Andrei - I'm making good progress on your suggestion but I've hit a
snag getting the socket for port 22.  Since I'm not starting dropbear
through systemd but in the up script, how do I get the system to
define port 22?

If I tell systemctl to start dropbear.socket - it starts up the
dropbear service without my special configs (as it starts
dropbear.service).  If I don't start dropbear.socket - my script
errors out because port22 isn't a socket.

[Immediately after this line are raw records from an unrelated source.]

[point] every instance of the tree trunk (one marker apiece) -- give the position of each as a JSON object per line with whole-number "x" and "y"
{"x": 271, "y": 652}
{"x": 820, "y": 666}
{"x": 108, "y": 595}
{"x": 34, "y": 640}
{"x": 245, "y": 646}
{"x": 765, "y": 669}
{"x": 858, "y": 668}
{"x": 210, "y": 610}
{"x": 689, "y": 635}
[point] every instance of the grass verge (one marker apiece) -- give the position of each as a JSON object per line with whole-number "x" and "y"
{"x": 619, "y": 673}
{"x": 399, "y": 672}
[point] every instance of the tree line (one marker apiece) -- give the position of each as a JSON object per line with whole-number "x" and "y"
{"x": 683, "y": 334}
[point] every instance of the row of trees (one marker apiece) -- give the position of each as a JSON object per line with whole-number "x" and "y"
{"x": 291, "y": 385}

On Mon, Jun 1, 2015 at 11:37 PM, Andrei Borzenkov <arvidjaar at gmail.com> wrote:
> В Mon, 1 Jun 2015 16:36:38 -0400
> Matthew Karas <mkarascybi at gmail.com> пишет:
>
>> I am trying to start a dropbear service after my openvpn service starts up.
>>
>> -----------------------------------
>> [Unit]
>> Description=SSH Per-Connection Server
>> Wants=dropbearkey.service
>> After=syslog.target dropbearkey.service
>> Wants=openvpn at equipment.service
>> After=openvpn at equipment.service
>> -----------------------------------
>>
>>
>> But I would like to start up the service after "tun0" interface is
>> available (made by openvpn).
>>
>> How do I find out what to put in "Wants" and "After" for tun0?  I
>> can't seem to find anything related
>>
>> Also if there is a better way to get dropbear to start after tun0 has
>> appeared I'm open to doing that as well.  My goal is to have my ssh
>> server only look at my openvpn address and ignore ssh requests that
>> are not from the vpn iface.  I'm thinking I can do this with a script
>> setting up drop bear with the -p option (and looking for my tun0 ip4
>> address and using it).
>>
>
> What about using OpenVPN hooks to start service after connection is
> established? You can pass it (service) interface name and bind it to
> interface so it is automatically stopped when interface is teared down.